Aunque había nacido en Salta, Cid llegó a Chilecito junto a su familia cuando tenía apenas cuatro años y fue en esa ciudad donde desarrolló gran parte de su vida artística y docente. Su trayectoria pública comenzó en septiembre de 1958, cuando realizó su primera exposición en el antiguo Club Social, frente a la actual plaza Caudillos Federales. Desde entonces, su vínculo con el arte se extendió durante más de seis décadas.
Su producción quedó profundamente ligada a los paisajes riojanos. La Universidad Nacional de Chilecito lo ubicó dentro del neoimpresionismo, con una técnica caracterizada por el uso del óleo aplicado con espátula sobre cartón. A lo largo de su carrera realizó más de 300 exposiciones individuales y colectivas, y sus obras llegaron a museos e instituciones de Argentina y otros países.
Pero Cid no solo fue pintor. También fue docente, ilustrador y un permanente impulsor de la cultura. Profesor de Ciencias Biológicas, ejerció la docencia durante 34 años. En 2018 fue declarado Ciudadano Ilustre de Chilecito, mientras que en 2014 la Legislatura provincial había declarado de interés sus 55 años de trayectoria artística.
Su último proyecto volvió a unirlo con uno de los espacios más significativos de Chilecito. En agosto pasado comenzó a recuperar los colores originales del mural que había pintado más de 20 años atrás en el cementerio local. La obra había sido inaugurada con la bendición del entonces sacerdote Esteban Inestal y, en esta nueva etapa, Cid contó con el acompañamiento de Lorena Acosta y un grupo de colaboradores.

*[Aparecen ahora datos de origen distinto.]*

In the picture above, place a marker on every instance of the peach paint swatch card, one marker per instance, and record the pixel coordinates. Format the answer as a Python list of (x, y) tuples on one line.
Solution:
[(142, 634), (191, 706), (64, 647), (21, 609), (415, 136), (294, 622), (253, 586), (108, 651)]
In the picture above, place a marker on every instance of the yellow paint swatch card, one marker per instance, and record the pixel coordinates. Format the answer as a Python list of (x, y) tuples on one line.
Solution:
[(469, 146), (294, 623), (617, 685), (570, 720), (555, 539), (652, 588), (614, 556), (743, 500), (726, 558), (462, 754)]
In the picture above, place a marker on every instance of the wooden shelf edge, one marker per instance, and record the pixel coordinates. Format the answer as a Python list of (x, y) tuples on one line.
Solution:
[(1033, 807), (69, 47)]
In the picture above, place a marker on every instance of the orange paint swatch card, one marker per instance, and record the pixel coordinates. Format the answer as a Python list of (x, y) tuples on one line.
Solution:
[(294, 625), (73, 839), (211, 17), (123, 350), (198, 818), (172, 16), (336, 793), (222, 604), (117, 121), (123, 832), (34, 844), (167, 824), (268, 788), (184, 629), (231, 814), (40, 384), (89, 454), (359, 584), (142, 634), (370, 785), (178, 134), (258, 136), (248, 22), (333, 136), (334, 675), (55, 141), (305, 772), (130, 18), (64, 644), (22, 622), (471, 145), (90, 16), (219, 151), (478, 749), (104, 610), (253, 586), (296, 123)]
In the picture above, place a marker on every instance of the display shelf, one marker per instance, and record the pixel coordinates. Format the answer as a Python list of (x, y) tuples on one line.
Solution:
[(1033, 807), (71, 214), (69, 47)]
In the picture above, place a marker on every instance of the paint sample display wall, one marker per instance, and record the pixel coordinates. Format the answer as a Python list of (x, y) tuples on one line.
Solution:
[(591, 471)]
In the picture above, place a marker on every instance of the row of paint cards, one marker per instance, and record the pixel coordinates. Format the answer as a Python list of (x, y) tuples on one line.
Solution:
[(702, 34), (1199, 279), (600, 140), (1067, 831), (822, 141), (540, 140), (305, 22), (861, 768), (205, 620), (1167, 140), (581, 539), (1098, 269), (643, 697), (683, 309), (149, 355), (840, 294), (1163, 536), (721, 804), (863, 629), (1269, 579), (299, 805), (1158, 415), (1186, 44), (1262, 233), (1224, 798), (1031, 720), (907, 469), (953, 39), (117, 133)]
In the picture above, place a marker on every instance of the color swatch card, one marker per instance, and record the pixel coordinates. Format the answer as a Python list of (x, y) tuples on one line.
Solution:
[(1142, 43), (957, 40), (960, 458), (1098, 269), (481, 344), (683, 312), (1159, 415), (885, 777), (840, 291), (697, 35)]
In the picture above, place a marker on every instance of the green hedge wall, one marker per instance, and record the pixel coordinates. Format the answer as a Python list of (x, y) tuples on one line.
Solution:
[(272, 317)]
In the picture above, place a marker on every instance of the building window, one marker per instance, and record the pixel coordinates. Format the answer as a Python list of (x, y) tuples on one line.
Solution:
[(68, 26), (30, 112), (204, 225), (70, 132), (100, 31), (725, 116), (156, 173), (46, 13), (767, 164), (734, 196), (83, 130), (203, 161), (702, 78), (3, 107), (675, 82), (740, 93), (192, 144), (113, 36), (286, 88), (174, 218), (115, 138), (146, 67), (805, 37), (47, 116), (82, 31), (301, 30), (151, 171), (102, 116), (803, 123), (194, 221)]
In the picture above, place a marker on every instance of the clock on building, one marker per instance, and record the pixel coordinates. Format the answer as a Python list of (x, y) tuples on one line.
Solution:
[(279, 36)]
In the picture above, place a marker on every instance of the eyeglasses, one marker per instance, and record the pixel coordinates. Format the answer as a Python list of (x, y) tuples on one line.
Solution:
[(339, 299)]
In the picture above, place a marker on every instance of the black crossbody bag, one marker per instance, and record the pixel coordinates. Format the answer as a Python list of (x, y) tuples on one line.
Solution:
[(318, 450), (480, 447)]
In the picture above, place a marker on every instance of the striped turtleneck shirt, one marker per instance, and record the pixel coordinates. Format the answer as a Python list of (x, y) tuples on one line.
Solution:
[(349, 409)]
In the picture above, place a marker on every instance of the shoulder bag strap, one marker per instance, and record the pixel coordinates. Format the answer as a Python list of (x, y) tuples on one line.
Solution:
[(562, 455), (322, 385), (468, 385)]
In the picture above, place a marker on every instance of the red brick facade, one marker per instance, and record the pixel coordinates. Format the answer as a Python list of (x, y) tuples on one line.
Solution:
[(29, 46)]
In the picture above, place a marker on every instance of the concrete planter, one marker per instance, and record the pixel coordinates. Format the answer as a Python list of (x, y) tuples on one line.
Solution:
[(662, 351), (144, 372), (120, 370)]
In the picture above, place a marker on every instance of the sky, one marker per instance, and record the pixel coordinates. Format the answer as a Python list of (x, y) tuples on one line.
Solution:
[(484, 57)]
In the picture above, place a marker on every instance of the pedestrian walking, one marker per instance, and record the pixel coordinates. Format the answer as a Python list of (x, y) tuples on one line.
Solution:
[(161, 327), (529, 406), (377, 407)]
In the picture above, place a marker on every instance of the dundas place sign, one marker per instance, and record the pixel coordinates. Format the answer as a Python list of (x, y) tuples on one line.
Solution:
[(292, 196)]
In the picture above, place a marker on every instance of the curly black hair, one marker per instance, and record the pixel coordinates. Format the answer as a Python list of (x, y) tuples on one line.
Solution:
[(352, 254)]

Durante más de 65 años, pintó incansablemente la belleza de los paisajes riojanos. Con óleo y espátula dejó plasmadas la luz de los cerros, la calma de los caminos, las sombras de los árboles y los colores de una tierra que hizo propia.
Su legado trasciende los cientos de obras y exposiciones. Cid acompañó también la obra de numerosos escritores y dejó una huella profunda en la comunidad que lo reconoció como artista, maestro y hombre comprometido con la cultura.
Con su partida se va una figura fundamental del arte chileciteño, pero permanece aquello que construyó durante toda una vida: una mirada única sobre los paisajes, la identidad y la memoria de Chilecito. Su obra seguirá hablando a través de los colores que dejó sobre esta tierra.